If I knew what I could or couldn’t do on Twitter I could avoid it in the first place.  Unfortunately Twitter hasn’t defined that and it’s pretty darn confusing, not to mention extremely risky, to write apps for the Twitter platform right now.  With Facebook, on the other hand, I’m required to agree to a very specific agreement, and they’re very clear when they’re going to change any of the terms, giving developers plenty of warning.  It’s well written out and well defined. It’s a platform with little risk and high reward for businesses because they give developers time to work with any changes they make to it.

We need notice, Twitter!

These “day of” announcements are very immature and something a 15 million user company with millions to billions in the bank shouldn’t be doing.  They were doing this type of stuff a full year ago, and even today they haven’t changed their ways, even though they said they would.  Twitter needs to start notifying developers of these changes or a lot more are going to be put out of business at the drop of a hat.

Every day on the developers mailing list I’m seeing other things like this happening – OAuth technology being removed without notice (I recognize it’s beta, but we still need to know!), no notice to developers on what’s happening when site slowness happens, when things are fixed on the platform, and when they’re broken, and more.  As a developer with 12-15 years of experience in these things, the entire Twitter platform is a joke!  You just don’t do these types of things in the real world of software development!  I worked at places I would have gotten fired for this type of activity!

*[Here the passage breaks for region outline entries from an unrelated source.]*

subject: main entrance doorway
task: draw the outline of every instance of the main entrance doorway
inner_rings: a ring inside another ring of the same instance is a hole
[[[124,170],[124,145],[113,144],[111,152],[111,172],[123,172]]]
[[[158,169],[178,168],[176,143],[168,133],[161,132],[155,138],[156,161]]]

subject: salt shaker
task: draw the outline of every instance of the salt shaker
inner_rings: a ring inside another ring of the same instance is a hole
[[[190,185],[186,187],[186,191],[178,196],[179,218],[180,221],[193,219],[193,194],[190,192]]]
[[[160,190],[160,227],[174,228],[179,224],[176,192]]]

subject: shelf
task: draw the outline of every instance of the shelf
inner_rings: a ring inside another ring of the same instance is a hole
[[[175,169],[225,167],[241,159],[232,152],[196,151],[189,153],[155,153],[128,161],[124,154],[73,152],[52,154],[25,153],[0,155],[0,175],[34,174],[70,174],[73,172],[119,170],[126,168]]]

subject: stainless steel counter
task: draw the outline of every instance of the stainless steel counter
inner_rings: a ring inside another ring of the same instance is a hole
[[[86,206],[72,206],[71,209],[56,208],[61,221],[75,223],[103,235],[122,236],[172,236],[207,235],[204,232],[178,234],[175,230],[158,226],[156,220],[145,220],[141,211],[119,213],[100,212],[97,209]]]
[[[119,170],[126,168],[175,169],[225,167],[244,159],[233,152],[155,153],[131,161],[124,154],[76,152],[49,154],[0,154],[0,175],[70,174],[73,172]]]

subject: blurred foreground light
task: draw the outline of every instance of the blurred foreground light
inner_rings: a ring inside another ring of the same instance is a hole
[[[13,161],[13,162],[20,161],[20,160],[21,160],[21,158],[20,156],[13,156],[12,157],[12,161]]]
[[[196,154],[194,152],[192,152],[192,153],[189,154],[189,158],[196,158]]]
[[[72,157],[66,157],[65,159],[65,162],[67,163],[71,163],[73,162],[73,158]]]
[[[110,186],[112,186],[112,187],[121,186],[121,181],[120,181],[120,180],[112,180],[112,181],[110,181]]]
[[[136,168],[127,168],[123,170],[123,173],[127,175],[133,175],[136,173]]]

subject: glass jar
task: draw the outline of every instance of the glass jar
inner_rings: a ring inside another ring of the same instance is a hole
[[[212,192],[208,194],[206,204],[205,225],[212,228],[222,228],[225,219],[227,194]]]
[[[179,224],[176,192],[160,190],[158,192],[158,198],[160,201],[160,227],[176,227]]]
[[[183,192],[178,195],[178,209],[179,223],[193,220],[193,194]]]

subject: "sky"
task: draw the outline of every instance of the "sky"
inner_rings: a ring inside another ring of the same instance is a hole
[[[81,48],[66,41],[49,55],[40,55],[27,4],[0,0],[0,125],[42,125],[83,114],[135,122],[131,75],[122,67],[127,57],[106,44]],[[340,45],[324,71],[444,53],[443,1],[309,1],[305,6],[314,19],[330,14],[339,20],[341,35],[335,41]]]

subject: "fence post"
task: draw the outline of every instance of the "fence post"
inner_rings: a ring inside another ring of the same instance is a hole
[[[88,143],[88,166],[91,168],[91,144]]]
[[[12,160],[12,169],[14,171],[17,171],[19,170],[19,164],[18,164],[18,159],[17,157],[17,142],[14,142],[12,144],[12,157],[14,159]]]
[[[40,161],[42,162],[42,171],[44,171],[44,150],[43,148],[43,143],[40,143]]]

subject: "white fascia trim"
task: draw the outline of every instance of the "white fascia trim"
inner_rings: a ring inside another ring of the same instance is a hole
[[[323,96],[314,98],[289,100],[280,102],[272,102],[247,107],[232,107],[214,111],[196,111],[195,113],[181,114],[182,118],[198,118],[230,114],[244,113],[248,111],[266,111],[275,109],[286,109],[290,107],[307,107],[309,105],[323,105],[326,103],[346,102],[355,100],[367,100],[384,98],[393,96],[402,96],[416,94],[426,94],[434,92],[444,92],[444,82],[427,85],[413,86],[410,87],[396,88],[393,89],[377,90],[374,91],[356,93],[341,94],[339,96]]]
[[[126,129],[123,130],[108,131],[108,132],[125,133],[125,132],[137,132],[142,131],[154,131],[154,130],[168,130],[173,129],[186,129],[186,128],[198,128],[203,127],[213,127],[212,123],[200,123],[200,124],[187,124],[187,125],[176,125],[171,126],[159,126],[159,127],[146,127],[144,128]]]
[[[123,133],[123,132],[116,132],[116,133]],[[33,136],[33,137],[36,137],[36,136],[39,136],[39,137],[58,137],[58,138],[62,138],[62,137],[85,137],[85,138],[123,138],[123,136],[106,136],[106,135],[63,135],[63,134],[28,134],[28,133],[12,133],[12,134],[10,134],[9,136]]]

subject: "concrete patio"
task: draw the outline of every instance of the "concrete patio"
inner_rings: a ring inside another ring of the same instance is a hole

Developers will continue to leave if this doesn’t change

I have to admit, I’m re-evaluating my strategy to stop working on what I was doing in the Twitter environment, and move more to other platforms at the moment.  When I do that, no, I won’t remove the existing Twitter technology, but I will admit it will be very easy for the users on my service to get the same value they’re currently getting on Twitter on other services, and as they experience similar treatment by Twitter they’ll be leaving as well (as I’m already seeing).  I know I’m not the only developer in this boat right now – there are a lot of frustrated developers out there with almost no signs of change from Twitter.  I know developers that now refuse to develop on the Twitter platform because of the way they were treated, and that will continue to happen.

I have to admit I had to send out e-mails to 20 or 50 or so of Twitter’s very top users today telling them that Twitter wasn’t allowing them to auto-follow.  Those are tough e-mails to write, especially considering the influence Twitter has allowed these individuals to have and the audiences these people are capable of engaging.  I’d like to make Twitter look good for these people, but Twitter isn’t making it very easy.

Twitter, it’s time to get your act together.  Hire some more smart people, get people in management that know how to make these decisions right, and make us believe, not by words alone, but by actual actions, that you’re going to do something about it.  If you don’t, as I’ve said before, when the developers leave, so will your users.